Cleft palate, with or without cleft lip, occurs about once in every 2500 births and is more common in females than males. A cleft may involve only the uvula, giving a fishtail appearance. It may extend through the soft palate, or it may extend all the way forward to the hard palate. The cleft may be overt or submucous. In severe cases associated with cleft lip, the cleft in the palate extends through the alveolar process and lip on both sides. The embryological basis of cleft palate is failure of the mesenchymal masses of the lateral palatine processes to meet and fuse with each other, with the nasal septum, and/or with the posterior margin of the median palatine process or primary palate. Such clefts may be unilateral or bilateral and are classified into three groups:
1. clefts of the anterior or primary palate: clefts anterior to the incisive foramen resulting from failure of the mesenchymal masses of the lateral palatine processes to meet and fuse with the mesenchyme of the primary palate;
2. clefts of the anterior and posterior palate: cleft involving both the primary and secondary palates resulting from the failure of the mesenchymal masses of the lateral palatine processes to meet and fuse with the mesenchyme of the primary palate, with each other, and with the nasal septum;
3. clefts of the posterior or secondary palate: clefts posterior to the incisive foramen, resulting from failure of the mesenchy-mal masses of the lateral palatine processes to meet and fuse with each other and with the nasal septum.
The great majority of cases of cleft palate are associated with multifactorial inheritance. Others are part of single gene or chromosomal syndromes. A few cases appear to be caused by teratogenic agents, particularly anticonvulsants. The fact that the palatine processes fuse about a week later in females than in males may explain why isolated cleft palate is more common among females.
Simple devices have been designed to measure directly palatal height, width, and length. For detailed study, these data may be ascertained from plaster casts. Length of the palate can also be assessed from X-rays. The clinical dysmorphologist may find it easier to use a rough estimate of palate height in the "field." If the maximum height of the palate is greater than twice the height of the teeth, it can be considered abnormal.

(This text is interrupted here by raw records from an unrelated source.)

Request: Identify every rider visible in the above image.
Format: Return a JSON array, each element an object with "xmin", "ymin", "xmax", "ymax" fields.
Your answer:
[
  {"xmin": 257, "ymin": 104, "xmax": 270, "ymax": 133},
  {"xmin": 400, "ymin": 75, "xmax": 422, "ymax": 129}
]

Unususally prominent lateral palatine ridges are a nonspecific feature of a variety of disorders in which there is either neuromuscular dysfunction or an anatomic defect that prevents or limits tongue thrust into the palatal vault. The lateral palatine ridges are normally more prominent during prenatal life and infancy. With increasing age they become progressively flattened by the moulding forces of the tongue and usually disappear by five years of age. Prominent lateral palatine ridges may be misinterpreted as a true "narrow high arched palate," which is a much less common anomaly.